GenSynth Documentation

Creating Datasets

Refer to TensorFlow documentation for more information and the most recent recommendations. At this time, DarwinAI recommends:

  • Using the shard operator early in the dataset pipeline.

  • Using the shard before using any randomizing operator.

  • The training dataset should provide sharded, shuffled, augmented, and batched data operations in that order.

  • Training, test, and validation datasets may prepare data differently. For example, you could choose to only augment training datasets, choosing not to add randomness to test or validation datasets. Note that avoiding randomness in the test dataset will facilitate a more reproducible accuracy comparison.


If you intend to run Root Cause Analysis, avoid shuffling your validation and test datasets. Doing so could create issues while running your job.

The GenSynth process expects batched data. If you wish to produce data one item at a time, you still must use a batch dimension of size 1.

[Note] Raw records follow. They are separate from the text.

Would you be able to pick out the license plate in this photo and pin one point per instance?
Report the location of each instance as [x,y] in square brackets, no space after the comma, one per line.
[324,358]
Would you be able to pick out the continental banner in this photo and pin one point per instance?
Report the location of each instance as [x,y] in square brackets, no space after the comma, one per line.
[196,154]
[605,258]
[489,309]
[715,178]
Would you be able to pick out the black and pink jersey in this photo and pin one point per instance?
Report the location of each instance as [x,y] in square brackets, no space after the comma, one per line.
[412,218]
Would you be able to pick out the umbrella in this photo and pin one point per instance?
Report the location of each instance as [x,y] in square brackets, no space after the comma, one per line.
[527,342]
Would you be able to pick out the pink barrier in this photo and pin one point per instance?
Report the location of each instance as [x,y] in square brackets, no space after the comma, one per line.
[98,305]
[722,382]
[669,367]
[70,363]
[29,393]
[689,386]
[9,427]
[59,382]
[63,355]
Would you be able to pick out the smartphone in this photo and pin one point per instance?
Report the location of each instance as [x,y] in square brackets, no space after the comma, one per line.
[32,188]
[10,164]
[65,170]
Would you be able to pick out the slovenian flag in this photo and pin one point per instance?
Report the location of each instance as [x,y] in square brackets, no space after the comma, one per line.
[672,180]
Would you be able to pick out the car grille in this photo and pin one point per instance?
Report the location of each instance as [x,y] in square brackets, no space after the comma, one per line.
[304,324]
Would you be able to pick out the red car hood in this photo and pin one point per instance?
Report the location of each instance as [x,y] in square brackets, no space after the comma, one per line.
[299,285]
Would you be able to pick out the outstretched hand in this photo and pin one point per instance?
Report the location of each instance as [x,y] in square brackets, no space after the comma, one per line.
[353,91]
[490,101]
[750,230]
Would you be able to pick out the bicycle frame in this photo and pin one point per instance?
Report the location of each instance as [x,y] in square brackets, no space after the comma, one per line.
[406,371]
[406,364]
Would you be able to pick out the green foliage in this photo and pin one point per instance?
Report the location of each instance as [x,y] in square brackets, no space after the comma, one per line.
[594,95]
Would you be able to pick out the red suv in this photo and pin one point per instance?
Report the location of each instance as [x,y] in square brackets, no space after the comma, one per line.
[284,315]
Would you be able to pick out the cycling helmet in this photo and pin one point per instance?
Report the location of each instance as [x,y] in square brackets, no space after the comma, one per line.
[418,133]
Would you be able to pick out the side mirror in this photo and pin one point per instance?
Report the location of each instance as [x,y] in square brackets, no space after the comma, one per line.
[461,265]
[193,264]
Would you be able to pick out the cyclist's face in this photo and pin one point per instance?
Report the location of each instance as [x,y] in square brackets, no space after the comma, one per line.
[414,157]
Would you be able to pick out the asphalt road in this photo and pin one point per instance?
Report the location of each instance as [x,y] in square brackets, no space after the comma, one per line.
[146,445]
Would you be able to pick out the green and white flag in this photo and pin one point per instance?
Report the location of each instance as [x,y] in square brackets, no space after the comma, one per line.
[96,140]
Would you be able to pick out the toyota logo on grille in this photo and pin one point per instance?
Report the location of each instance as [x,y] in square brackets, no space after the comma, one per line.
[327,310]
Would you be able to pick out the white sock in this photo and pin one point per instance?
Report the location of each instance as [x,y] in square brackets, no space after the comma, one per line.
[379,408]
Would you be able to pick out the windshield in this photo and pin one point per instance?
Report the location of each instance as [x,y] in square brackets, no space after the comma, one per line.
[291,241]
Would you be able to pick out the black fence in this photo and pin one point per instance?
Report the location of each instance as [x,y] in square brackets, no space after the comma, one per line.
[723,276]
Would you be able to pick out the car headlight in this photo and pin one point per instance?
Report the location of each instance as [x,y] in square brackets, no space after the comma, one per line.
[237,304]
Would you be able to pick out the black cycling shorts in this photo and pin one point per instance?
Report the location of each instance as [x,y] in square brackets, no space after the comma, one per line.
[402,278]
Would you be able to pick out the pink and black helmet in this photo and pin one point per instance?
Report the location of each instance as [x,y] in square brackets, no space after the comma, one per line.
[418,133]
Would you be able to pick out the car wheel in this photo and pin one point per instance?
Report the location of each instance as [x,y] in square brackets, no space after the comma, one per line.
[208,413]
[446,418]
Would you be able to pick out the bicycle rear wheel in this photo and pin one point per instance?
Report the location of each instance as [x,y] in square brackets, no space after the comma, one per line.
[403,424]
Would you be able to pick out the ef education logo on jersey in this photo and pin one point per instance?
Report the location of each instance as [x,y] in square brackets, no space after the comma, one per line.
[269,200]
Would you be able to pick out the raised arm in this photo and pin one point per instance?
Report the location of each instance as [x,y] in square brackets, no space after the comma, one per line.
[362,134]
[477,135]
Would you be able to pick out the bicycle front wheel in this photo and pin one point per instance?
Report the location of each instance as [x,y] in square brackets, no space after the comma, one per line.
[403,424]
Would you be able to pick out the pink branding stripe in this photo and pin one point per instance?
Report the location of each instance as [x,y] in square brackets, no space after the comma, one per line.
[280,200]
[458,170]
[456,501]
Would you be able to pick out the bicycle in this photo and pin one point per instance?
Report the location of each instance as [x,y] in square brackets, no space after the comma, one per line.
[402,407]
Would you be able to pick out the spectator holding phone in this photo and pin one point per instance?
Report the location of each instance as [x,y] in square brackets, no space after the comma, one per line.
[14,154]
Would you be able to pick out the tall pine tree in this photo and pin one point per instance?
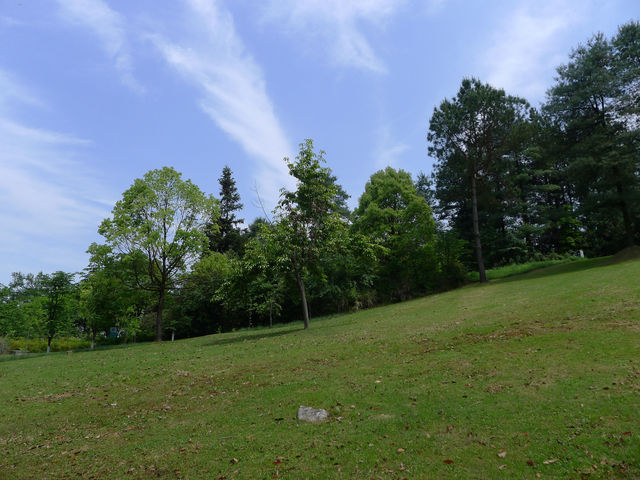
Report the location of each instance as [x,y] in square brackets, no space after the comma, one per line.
[228,237]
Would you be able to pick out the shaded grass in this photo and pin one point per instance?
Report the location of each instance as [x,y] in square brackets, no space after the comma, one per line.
[517,269]
[544,367]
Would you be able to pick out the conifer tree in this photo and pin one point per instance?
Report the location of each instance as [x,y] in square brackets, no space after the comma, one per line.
[228,237]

You can repeat datasets (e.g., with,since the epoch size is determined from the number-of-data and batch-size returned by each method. Specifically, these indicate the size of a training epoch; the number of batches executed during validation and testing will be number-of-data / batch_size.

Ideally, the dataset objects returned should correspond to the same training, validation, and test sets used to train your network. (Any alteration to the data split could bias the results.)